その時、静かな気配が御簾の向こうから漂った。
香が揺れ、忘れるはずのない、清らかな香りが近づいてくる。
藤壺の宮の御方——
「……光る君、おめでとうございます」
御簾の内に立つ藤壺の宮は、静謐で、どこか母性の影を帯びているようです。
光る君は自然と姿勢を正し、初恋の残滓を断ち切るように深く頭を垂れる。
「藤壺の宮様……ご祝辞、恐れ入ります」
「どうか……幸せにしてあげてくださいね」
「……必ず。この命に代えても」
藤壺の宮の眼差しは、慈しみと静かな赦しを湛えていた。
沈黙が落ちる。

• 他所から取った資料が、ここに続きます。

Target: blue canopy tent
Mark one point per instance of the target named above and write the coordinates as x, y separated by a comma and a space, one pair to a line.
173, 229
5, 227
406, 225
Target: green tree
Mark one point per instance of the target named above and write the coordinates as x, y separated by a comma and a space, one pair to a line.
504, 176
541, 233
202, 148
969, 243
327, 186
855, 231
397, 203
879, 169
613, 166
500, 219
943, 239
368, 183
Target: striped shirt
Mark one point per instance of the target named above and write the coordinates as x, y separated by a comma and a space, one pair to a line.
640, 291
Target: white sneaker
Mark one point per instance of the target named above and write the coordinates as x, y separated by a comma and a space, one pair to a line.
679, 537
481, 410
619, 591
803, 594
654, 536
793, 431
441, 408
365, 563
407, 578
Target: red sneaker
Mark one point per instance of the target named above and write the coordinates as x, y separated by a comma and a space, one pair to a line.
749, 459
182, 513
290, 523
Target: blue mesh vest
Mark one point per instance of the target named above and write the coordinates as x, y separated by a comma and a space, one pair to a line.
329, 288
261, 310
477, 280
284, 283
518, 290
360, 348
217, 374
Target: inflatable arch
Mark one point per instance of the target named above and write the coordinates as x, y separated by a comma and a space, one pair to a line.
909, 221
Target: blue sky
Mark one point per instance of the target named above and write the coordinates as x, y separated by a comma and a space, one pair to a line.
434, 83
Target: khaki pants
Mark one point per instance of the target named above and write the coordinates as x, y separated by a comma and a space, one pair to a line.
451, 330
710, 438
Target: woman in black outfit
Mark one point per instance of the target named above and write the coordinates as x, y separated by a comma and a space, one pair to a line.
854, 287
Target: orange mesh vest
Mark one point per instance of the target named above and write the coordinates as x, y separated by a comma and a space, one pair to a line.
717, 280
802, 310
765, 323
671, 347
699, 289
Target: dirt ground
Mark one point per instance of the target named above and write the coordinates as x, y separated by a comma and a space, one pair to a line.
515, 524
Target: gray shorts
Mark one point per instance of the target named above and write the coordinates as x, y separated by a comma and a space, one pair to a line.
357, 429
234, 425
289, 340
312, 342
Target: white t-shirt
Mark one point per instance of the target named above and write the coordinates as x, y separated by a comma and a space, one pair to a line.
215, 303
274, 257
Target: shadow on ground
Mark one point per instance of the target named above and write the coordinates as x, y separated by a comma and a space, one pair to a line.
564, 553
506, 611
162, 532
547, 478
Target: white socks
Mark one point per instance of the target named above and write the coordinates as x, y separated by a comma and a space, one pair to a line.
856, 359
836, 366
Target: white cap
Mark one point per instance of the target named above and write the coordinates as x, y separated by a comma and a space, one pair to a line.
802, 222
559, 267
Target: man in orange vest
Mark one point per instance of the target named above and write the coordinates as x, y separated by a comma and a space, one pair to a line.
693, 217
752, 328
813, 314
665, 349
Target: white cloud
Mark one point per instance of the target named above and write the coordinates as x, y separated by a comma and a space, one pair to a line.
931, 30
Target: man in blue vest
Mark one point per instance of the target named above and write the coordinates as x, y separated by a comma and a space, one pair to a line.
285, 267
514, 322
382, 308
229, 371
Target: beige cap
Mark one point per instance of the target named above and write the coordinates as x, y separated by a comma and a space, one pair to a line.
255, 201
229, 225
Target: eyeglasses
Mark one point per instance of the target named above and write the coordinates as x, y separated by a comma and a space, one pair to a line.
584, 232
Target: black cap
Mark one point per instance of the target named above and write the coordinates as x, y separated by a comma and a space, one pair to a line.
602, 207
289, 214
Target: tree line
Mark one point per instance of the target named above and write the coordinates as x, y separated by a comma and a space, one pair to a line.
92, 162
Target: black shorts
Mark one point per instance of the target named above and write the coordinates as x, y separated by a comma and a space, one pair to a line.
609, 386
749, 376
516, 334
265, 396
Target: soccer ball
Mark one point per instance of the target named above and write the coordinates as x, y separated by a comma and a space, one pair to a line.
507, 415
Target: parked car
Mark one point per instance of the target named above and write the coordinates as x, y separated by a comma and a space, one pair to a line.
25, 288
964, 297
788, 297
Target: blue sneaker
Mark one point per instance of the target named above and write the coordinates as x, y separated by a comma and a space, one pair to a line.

その沈黙自体が、祝福であり、別れであり、
昇華であった。
——公の場で、藤壺の宮から祝福される日が来るとは。
光る君は胸の奥が静かに震えるのを感じた。
初恋の痛み、後悔、背徳。
そのすべてを知っている人の口から放たれる祝福。
ああ……やっとだ。
俺は過ちを繰り返さない未来を、選び直したのだ。
藤壺の宮は、光る君がかつて抱いていた感情のすべてを知っていただろう。
だが——今の光る君の瞳の奥にある『紫への真の愛』は、
それとは根本から違う。
彼女は、その変化を確かに見取り、赦し、祝福の形で返してくれた。
それは光る君にとって、過去の罪を清め、正しい道へ足を踏み入れたという何よりの証であったのです。
——あれほど深く、忘れがたかった初恋。
叶わない初恋ほど苦しいものはないと思っていた。
だが、成就しなくても……
その終わりが、こんなにも清らかで、温かく、幸福なものになるとは。
こうして光る君の藤壺の宮への初恋は、静かに、清らかに幕を閉じたのだった。
彼の胸にはただ一人——
紫の上だけが、揺るぎない真の愛として残されたのです。